Wednesday, January 30, 2019

Energy Storage Haiku



TransCanada Overpass

A series of overpasses has been built to get wildlife safely across the TransCanada Highway in Banff National Park.

Unlike some of the paintings that I have ‘randomly’ selected as haiga backgrounds for the computer-generated haiku, these structures have very little to do with energy storage, other than to look very cold in mid-winter just after sunset.

By  way of explaining the haiku… An air source heat pump is a system which transfers heat from outside to inside a building, based on the principal that air at any temperature above absolute zero contains some energy, and involving a  compressor and a condenser to absorb and then  release heat. On-going research aims to find an efficient combination of air source heat pumps and salt-solution energy storage to smooth out the variable efficiency of the heat pump, a problem shared by all weather dependent, non-combustion energy sources.


Wednesday, January 23, 2019

History of Design I

A few years ago I put together a cross-cultural 'History of Design' timeline covering art and architecture from prehistoric times to the beginning of the twenty-first century. To do this, I used either facts I'd learned while visiting archaeological sites or things I'd looked up when I was writing blog posts about them. I plan to link this ‘History of Design’ table to the above time capsules.

This page from the History of Design shows where the first of the cross-cultural ‘time capsules’ I compiled last year fits into the big picture. Last July I wrote about ‘What the Third millennium BCE looked like around the world.’  (Actually the paintings are more likely to show what the third millennium BCE sites highlighted in the table look like now.)



Wednesday, January 16, 2019

Commemoration of a generation


Our family’s memorial bench
Watercolour
©2019 Charlene Brown

Looking out over one of the ponds at the top of Banff Ave is a bench commemorating the arrival of my grandparents in Banff in 1904. 

When my daughter and I were in Banff last September, it was the first time we’d seen it covered in snow the benches are taken away and stored each winter.  The ponds are drained too, so we were very lucky to find everything looking so picturesque.

Here’s a close-up of the plaque on the back of the bench.


Wednesday, January 9, 2019

Christmas in Mexico

Plaza Mijares in San José del Cabo
Watercolour and marker
©2019 Charlene Brown

One of my favourite things about our Christmas trip to Mexico was the Art Walk in San José del Cabo. The event runs every Thursday evening from November to June in this resort city on the southern tip of the Baja California peninsula. 

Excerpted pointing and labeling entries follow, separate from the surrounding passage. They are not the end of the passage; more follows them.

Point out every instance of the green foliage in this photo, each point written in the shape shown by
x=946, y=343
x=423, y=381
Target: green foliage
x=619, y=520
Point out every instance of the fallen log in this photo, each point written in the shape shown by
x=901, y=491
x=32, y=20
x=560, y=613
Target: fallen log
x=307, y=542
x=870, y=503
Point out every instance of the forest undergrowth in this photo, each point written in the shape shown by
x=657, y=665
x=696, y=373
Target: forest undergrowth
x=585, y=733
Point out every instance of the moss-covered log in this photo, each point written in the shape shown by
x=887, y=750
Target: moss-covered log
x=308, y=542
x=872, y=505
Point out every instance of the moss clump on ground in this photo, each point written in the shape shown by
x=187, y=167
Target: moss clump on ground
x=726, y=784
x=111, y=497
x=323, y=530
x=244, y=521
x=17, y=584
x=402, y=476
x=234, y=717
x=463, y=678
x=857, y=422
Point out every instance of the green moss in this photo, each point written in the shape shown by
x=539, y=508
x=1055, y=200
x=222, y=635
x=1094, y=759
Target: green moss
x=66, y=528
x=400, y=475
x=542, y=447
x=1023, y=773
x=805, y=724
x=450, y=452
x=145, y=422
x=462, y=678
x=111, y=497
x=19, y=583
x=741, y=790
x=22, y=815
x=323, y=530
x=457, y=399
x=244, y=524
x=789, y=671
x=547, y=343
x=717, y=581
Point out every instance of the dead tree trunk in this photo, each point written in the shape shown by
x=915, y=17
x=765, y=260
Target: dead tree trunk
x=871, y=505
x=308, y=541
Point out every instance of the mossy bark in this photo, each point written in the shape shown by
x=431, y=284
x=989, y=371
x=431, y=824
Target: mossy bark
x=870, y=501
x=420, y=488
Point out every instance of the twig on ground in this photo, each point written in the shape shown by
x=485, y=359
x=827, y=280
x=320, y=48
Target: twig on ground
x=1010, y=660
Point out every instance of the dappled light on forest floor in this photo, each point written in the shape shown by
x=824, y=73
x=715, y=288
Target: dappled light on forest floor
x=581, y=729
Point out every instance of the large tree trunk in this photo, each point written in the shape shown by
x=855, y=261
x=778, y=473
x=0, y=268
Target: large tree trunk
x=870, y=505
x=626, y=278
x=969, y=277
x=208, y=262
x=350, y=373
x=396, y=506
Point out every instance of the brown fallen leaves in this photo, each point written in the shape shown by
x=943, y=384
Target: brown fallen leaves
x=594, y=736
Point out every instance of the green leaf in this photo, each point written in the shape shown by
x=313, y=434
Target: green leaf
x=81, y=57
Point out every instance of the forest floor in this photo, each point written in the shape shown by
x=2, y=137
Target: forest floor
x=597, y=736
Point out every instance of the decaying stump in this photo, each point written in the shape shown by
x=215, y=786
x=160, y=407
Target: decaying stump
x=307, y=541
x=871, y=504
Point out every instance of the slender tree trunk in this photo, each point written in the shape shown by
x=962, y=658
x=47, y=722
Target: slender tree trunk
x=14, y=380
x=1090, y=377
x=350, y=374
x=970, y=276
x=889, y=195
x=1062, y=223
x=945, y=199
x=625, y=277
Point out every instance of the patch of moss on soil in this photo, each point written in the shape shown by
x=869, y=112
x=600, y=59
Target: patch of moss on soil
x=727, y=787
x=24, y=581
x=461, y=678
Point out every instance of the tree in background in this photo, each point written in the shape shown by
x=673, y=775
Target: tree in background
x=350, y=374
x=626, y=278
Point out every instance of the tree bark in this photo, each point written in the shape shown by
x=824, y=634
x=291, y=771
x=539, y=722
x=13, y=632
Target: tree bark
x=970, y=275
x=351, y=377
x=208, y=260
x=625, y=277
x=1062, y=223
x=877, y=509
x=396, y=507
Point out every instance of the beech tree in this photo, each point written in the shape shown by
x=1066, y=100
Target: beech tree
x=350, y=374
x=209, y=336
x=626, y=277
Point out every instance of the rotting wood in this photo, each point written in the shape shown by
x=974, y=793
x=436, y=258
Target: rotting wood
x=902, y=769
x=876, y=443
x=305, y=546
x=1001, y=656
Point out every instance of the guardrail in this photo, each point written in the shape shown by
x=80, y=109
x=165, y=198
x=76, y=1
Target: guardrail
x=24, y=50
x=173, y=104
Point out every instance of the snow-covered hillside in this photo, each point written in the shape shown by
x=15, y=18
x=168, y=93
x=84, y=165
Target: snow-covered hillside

The area surrounding the Plaza Mijares is closed to traffic from 5 to 7 pm, and the many galleries and cafes expand into the streets. The galleries offer a wonderful variety of works from traditional silver jewelry with fire opals, to Talavra pottery, colourful weaving, paintings  and Huichol art  ranging from religious traditional themes to the most recent innovations in folk art. 

And of course, brilliant  Christmas decorations are everywhere. Who knew that Mexican Nativity scenes often feature a small herd of deer? 


Wednesday, January 2, 2019

This is the 10th Anniversary of 1150 Words by Charlene Brown


Nile at Aswan
watercolour
©2008 Charlene Brown

I started this blog exactly 10 years ago on 2 January 2009, posting this painting of the Nile River at Aswan, as viewed from the roof of our hotel during a UVic travel study program in Egypt.

The rest of this post is a review of progress on various blog-to-book projects during 2018 and my plans for these projects in 2019:

Clean energy haiku/haiga project:  I have compiled 50 illustrated poems using ‘found’ haiku and computer-stylized versions of landscape paintings from all the provinces and territories of Canada into a first draft of a book, ‘Inventing the Future with Clean Energy Haiku.' I hope to have this ready for on-line publication and availability on Amazon later this year. 

I had hoped to complete a first draft of an auto-fictional journal, ‘What Could Possibly Go Wrong?’ about the career planning and launching years in the lives of girls in six generations of my family.  I do have what could be called a draft of the first four chapters (beginning in 1898, 1925, 1958 and 1987) but so far, the final chapters (beginning in 2017 and 2042) are still pretty much collections of random thoughts – and speculation. Maybe I'll get enough written that I'll be able to call the whole thing a first draft this year.

I compiled 24 archaeology-related paintings into six cross-cultural ‘time capsules’ representing the following time periods:


A few years ago I put together a cross-cultural 'History of Design' timeline covering art and architecture from prehistoric times to the beginning of the twenty-first century. To do this, I used either facts I'd learned while visiting archaeological sites or things I'd looked up when I was writing blog posts about them. I plan to link this ‘History of Design’ table to the above time capsules.